1818 Michigan Territory general assembly referendum
| February 16, 1818 |

= 1818 Michigan Territory general assembly referendum =

The 1818 Michigan Territory general assembly referendum was held in the Territory of Michigan to determine whether a majority of the territory's freeholders favored the creation of a general legislative assembly to replace the system of governors and judges in effect at the time, as provided for by the Northwest Ordinance. The election was called by Territorial Governor Lewis Cass, and results showed a majority opposed changing the system of government.

== Background ==

The Northwest Ordinance outlined three stages of government for the Northwest Territory. The first stage consisted of a governor, a secretary, and three judges; the governor and judges together formed the legislative branch of government. The second stage called for a general assembly comprising the territorial governor, an elected house of representatives, and a five-person legislative council; this stage was to be instituted when the territory contained 5000 "free male inhabitants of full age" and "satisfactory evidence [had been] given to the Governor thereof, that such is the wish of a majority of the freeholders". The third stage was full statehood. The Northwest Territory reached the second stage in 1798. When the Territory of Indiana was split from it in 1800, the new territory reverted to the first stage, but advanced again to the second stage in 1804. Michigan Territory reverted again to the first stage when it was created from part of Indiana Territory in 1805, and the governor and judges still constituted its legislative branch in 1818.

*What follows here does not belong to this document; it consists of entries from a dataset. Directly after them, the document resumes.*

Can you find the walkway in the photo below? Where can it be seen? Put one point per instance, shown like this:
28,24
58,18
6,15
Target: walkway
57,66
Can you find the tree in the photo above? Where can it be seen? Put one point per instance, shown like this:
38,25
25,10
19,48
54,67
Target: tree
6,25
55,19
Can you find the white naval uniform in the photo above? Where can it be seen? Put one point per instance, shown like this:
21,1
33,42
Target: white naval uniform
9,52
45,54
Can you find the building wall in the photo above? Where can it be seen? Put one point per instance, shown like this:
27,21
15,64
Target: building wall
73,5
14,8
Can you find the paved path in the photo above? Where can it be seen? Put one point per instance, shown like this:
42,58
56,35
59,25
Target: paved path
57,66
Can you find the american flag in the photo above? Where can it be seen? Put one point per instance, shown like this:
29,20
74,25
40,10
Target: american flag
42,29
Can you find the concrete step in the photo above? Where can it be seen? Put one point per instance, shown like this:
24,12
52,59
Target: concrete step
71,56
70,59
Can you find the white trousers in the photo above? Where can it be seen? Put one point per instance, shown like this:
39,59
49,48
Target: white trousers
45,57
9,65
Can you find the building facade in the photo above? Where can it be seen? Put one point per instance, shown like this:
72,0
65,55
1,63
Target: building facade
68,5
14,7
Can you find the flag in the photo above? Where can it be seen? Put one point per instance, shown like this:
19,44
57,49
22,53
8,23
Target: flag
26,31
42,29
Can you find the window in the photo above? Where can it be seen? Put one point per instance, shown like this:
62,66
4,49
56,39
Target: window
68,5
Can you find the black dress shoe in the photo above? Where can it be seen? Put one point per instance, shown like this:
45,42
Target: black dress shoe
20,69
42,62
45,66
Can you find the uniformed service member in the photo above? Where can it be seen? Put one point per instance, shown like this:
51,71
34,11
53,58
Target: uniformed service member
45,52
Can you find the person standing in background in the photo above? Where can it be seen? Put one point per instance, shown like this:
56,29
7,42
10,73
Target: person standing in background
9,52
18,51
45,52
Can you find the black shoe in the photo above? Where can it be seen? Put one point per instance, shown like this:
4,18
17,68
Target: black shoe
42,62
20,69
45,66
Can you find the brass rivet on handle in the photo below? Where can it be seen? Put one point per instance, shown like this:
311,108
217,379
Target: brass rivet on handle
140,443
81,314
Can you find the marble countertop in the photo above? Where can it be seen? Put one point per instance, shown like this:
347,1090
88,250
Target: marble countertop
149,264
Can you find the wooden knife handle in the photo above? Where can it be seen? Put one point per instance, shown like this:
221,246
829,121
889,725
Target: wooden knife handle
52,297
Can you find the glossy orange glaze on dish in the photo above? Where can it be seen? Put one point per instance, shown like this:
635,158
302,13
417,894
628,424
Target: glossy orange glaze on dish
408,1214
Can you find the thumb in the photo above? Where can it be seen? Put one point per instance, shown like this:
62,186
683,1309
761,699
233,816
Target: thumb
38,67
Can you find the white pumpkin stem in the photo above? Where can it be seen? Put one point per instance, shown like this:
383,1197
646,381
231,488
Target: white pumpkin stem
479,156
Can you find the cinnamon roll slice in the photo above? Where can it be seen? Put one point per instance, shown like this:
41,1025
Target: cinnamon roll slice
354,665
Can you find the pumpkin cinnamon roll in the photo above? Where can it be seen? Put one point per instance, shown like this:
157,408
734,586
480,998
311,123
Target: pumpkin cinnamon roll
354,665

Nominally, the governor and judges formed a four-person legislative body. In practice, Judge Augustus Woodward wielded much of the power, since another of the judges, John Griffin, almost always deferred to him, so Woodward could do no worse than tie in most legislative matters and needed only one additional ally for a majority. Some residents and fellow officials found Woodward pompous and pedantic, but others, especially the French and British settlers, appreciated him as a counterbalance to the influence of newer settlers from the east coast. Governor Cass believed that advancing to the second stage would both move Michigan Territory closer to statehood and help reduce Woodward's influence, since he would remain a judge but no longer control the legislative process.

== Election ==

Governor Cass issued a proclamation on January 5, 1818, calling for a vote to determine whether a majority of freeholders supported creating a general assembly. He cited his authority under the Northwest Ordinance and the successive acts of Congress that created Michigan Territory, as well as petitions signed by 145 residents asking him to take the step. For most of the territory, Cass set the election date as February 16, 1818. For the district of Michilimackinac, then part of Wayne County, the justices of the peace were to choose a date.

The proposal to move to the general assembly form of government failed. The primary argument against it involved cost. While the governor and judges were paid for by the federal government, the territory would have been responsible for the cost of the new government.

Dissatisfaction with the system of government continued to grow after the failed referendum, and in 1822 hundreds of citizens petitioned Congress for a change. In 1823, Congress authorized the creation of the Michigan Territorial Council.